Close-up of glazed Sheet Pan Balsamic Chicken and Brussels Sprouts with caramelized red onions.

Oh, friends, if you are anything like me, trying to get a truly wholesome, flavorful meal on the table after a long day can feel like climbing Everest. Seriously! But let me let you in on my absolute favorite secret weapon: the sheet pan. Forget scrubbing pans for an hour; this Sheet Pan Balsamic Chicken and Brussels Sprouts is where it’s at. We get maximum flavor coating everything—chicken, sprouts, onions—all drizzled with that incredible tangy glaze, and cleanup is shockingly minimal. I’m Sarah Johnson, by the way, writer here at Keto Performance Chef, and I live for these ridiculously easy systems!

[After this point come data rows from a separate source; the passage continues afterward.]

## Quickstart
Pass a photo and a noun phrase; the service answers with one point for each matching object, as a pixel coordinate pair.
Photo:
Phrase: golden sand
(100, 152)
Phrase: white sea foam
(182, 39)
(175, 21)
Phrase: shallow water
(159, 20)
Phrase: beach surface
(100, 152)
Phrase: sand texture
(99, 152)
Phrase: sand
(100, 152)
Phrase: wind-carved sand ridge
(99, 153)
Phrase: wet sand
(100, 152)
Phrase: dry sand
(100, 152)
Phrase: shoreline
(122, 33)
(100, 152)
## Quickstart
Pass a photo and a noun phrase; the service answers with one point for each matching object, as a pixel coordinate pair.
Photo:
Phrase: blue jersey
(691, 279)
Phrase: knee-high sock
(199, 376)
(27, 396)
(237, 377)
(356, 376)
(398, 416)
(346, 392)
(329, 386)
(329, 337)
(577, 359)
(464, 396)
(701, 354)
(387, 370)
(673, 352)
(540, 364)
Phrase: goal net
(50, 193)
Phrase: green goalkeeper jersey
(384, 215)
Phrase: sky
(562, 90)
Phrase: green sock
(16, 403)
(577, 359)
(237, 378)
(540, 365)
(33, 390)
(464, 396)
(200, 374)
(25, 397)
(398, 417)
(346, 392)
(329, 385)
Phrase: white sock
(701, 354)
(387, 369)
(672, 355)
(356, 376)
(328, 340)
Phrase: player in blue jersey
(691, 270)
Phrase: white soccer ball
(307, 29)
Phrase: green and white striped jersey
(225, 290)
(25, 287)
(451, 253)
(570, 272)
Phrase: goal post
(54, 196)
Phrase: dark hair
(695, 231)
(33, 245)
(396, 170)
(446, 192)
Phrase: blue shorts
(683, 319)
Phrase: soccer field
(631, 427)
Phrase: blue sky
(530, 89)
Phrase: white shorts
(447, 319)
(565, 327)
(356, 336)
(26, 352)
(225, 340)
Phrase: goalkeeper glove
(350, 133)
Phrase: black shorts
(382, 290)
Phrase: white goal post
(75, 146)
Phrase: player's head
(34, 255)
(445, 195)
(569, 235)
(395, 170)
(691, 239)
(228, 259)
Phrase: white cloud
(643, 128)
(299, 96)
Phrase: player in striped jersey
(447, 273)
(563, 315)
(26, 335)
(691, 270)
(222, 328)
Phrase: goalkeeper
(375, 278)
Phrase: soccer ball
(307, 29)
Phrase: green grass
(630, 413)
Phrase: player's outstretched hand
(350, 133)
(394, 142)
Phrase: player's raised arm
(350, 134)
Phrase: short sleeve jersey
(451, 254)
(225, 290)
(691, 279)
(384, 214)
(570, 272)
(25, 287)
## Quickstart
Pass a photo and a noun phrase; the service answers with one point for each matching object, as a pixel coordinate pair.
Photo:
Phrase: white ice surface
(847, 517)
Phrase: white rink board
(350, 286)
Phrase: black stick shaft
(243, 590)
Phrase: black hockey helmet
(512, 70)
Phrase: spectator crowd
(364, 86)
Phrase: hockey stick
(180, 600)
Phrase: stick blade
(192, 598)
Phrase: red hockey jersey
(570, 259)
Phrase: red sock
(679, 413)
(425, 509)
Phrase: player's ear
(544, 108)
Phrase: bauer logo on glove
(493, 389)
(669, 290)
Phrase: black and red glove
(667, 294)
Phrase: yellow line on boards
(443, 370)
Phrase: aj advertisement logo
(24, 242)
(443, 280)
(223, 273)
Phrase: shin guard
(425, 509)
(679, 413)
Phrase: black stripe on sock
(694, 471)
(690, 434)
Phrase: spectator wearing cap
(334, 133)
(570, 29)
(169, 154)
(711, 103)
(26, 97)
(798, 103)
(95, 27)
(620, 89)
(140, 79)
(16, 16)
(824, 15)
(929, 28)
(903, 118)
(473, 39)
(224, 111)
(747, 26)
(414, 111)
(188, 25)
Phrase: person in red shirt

I vividly remember the first time I made sheet pan balsamic chicken and Brussels sprouts after a long day of coaching. I was so exhausted, honestly couldn’t face the sink. I reached for my trusty sheet pan, and bam! The marinade’s tangy aroma filled up my house, reminding me of the hearty meals my mom used to prepare. Pulling that perfectly roasted chicken and those tender sprouts out was such a huge moment of accomplishment. It proves you can create a satisfying dinner even when you think you have zero energy left. This recipe is now a permanent staple for us.

Two pieces of glazed chicken thighs served with roasted Brussels sprouts and red onion wedges from Sheet Pan Balsamic Chicken.

Why This Sheet Pan Balsamic Chicken and Brussels Sprouts is Your New Weeknight Hero

Listen, as busy people, we need food freedom, right? This isn’t just another recipe; it’s an actual plan for winning your weeknights, especially if you’re watching your macros. It’s one of those super easy healthy meals that just works.

  • Zero fuss: Everything cooks at the same time, on one pan. Easy peasy!
  • Flavor bomb: That balsamic glaze gets beautifully caramelized without the mess of pan-searing.
  • Low-carb friendly: Chicken and greens make this naturally supportive of your healthy eating goals.

If you want more ideas for those crazy nights, check out my guide on meal prep-friendly dinners. This one usually takes less than an hour start to finish, trust me!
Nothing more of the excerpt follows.